How we research, classify, and update this site

By · Published · Last reviewed

Definitions

We classify each state’s program using the following types. Where a program does not fit neatly, we note the ambiguity on the state page.

  • Universal ESA — A state-funded, family-controlled education savings account open to all K–12 students, regardless of income or prior enrollment status.
  • Limited ESA — An ESA with eligibility restricted by income, disability, district-of-residence, or other criteria.
  • Voucher — A state payment that flows directly from the state to a participating private school on the student’s behalf.
  • Tax-Credit Scholarship — A scholarship funded by donor contributions to a state-approved scholarship granting organization (SGO), with donors receiving a state tax credit.
  • Refundable Tax Credit — A personal income tax credit for documented education expenses, refundable if it exceeds the family’s tax liability.
  • None — No statewide private-choice program is currently in operation.

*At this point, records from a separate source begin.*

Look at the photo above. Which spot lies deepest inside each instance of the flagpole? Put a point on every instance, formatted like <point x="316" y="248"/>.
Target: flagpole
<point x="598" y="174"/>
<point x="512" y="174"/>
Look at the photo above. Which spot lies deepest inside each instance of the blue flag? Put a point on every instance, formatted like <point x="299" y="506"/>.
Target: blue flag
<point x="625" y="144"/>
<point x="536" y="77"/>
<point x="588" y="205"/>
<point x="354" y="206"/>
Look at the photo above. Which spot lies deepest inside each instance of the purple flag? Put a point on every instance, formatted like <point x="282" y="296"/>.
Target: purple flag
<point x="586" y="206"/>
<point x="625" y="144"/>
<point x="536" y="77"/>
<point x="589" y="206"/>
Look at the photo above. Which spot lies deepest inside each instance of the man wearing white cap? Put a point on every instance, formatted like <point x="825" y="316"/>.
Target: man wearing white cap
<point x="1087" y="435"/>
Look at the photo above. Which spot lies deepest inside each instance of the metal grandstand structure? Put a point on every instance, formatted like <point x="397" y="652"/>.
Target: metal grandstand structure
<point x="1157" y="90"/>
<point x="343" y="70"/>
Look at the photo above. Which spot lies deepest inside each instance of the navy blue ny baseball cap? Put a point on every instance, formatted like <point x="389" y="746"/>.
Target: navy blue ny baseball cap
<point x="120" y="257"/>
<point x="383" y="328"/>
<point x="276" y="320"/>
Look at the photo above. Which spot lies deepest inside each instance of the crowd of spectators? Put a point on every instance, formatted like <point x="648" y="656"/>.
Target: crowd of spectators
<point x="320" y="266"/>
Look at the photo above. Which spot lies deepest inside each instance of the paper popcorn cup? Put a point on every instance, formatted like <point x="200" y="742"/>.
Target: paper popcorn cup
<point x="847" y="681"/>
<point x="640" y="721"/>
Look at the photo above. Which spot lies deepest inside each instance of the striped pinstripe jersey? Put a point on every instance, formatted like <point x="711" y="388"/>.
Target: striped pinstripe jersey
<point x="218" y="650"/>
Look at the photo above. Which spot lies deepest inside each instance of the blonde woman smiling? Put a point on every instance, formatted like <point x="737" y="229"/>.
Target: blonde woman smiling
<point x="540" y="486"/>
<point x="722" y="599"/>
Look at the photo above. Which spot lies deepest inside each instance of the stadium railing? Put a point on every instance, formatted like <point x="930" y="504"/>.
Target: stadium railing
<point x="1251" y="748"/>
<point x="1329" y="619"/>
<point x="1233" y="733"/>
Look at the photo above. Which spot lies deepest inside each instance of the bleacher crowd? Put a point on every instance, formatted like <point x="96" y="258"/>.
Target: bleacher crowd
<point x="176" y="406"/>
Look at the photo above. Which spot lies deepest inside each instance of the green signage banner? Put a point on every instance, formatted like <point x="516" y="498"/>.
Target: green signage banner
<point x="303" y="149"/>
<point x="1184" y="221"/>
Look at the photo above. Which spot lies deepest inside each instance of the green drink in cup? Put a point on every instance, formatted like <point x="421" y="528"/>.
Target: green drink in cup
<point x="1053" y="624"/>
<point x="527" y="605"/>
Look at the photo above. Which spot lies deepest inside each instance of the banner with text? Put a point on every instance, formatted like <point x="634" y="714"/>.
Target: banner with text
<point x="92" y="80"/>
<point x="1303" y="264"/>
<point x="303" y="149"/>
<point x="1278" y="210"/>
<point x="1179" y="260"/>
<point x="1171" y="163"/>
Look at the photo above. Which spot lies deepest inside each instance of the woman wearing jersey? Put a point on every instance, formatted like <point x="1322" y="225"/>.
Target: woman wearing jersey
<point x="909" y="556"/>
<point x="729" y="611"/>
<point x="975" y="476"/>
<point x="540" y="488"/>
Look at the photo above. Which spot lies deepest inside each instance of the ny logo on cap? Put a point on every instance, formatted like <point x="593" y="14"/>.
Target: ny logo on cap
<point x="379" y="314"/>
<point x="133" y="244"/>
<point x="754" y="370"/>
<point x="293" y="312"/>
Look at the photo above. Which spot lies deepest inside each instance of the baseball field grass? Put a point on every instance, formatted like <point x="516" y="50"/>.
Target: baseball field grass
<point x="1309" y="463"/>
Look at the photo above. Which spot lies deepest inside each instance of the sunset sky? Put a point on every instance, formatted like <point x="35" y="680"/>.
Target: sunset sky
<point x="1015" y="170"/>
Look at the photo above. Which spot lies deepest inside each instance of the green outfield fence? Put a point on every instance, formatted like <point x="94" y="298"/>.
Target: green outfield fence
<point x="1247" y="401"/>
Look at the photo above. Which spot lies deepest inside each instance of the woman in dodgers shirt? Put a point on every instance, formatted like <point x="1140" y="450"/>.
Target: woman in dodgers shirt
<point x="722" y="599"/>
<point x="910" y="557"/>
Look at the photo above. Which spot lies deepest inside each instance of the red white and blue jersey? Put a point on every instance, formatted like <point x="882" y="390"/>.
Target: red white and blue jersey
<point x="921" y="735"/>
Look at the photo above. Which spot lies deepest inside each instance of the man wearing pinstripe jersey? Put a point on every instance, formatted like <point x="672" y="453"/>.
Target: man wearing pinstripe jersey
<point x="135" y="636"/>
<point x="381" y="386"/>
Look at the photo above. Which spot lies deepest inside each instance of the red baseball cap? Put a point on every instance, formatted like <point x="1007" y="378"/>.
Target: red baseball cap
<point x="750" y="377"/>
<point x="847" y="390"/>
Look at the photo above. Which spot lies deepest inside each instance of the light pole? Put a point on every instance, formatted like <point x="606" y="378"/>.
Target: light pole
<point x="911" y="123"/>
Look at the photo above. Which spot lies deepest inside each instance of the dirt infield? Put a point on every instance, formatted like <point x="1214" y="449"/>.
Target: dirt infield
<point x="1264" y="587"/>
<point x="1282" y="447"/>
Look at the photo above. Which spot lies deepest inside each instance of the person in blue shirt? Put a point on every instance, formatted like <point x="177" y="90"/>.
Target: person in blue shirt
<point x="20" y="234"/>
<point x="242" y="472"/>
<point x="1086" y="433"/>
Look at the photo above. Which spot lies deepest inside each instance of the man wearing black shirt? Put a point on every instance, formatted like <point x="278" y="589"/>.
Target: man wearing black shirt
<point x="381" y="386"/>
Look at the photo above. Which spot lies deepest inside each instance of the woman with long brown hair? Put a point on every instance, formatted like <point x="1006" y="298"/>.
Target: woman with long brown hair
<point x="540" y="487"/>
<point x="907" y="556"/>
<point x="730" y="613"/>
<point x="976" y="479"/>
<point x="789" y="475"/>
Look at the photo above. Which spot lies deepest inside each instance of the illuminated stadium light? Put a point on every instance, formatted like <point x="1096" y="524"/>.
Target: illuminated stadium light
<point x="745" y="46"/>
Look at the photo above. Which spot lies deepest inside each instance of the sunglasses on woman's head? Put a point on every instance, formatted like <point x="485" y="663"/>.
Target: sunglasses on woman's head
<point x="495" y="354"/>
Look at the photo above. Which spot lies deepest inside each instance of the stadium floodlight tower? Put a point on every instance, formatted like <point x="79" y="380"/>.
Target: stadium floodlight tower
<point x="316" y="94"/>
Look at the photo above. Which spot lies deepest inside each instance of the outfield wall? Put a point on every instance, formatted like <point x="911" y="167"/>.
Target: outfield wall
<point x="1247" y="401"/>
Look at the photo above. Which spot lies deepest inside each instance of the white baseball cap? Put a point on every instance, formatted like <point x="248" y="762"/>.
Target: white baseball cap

“Last verified” means the date on which an editor confirmed the key figures on a state page — award amount, eligibility, administrator, and application window — against the state program’s official published materials. It does not mean every sentence was re-written; it means the data was confirmed still accurate as of that date.

States without a program

States classified as “None” are verified annually to confirm that no statewide private-choice program has been enacted. We check the state legislature’s session records and the state education agency’s published program list. A “None” classification does not preclude local public-school choice, charter school enrollment, homeschool options, or federal programs — it reflects only the absence of a statewide private-school-choice funding mechanism.

Source hierarchy

For every state page, we work from the primary sources in this order: the enacted bill text, the codified statute, the most recent administrative rule, and the program administrator’s published guidance. Secondary sources — advocacy materials, news coverage, and educational podcasts — are used to surface changes and to triangulate when the primary sources are silent or ambiguous, but we do not cite them as authority.

Classification

We classify each state’s program into one of six categories: Universal ESA, Limited ESA, Voucher, Tax-Credit Scholarship, Refundable Tax Credit, or None. The boundaries between categories are not always sharp; we erred toward the design type that most closely matches the funding mechanism rather than the political branding.

Award amounts

We report the headline per-student amount as published by the administrator. Where amounts vary by grade level, income tier, or disability status, we report the most common award and note the variance in the state page narrative. We do not estimate or project; if the administrator has not published a current-year amount, we report the most recent published amount with the year.

Update cadence

State pages are reviewed on a rolling cadence, with priority given to states with active legislative sessions or imminent application windows. We re-verify award amounts and eligibility rules at the start of each application cycle. Major policy changes (a newly enacted program, a court decision affecting eligibility, an appropriation cap change) trigger an immediate re-publish.

Corrections

We publish corrections openly. When a fact on this site has been corrected, the page footer is updated with the date of the correction. Substantive corrections that change the editorial meaning of a piece are flagged inline.

What we will not claim

We will not claim that any state’s program is “the best” or “the worst.” We will not extrapolate from a single study to a general conclusion about whether school choice “works.” We will not advocate for or against the expansion of school choice. We will not infer parent or student motives from enrollment patterns.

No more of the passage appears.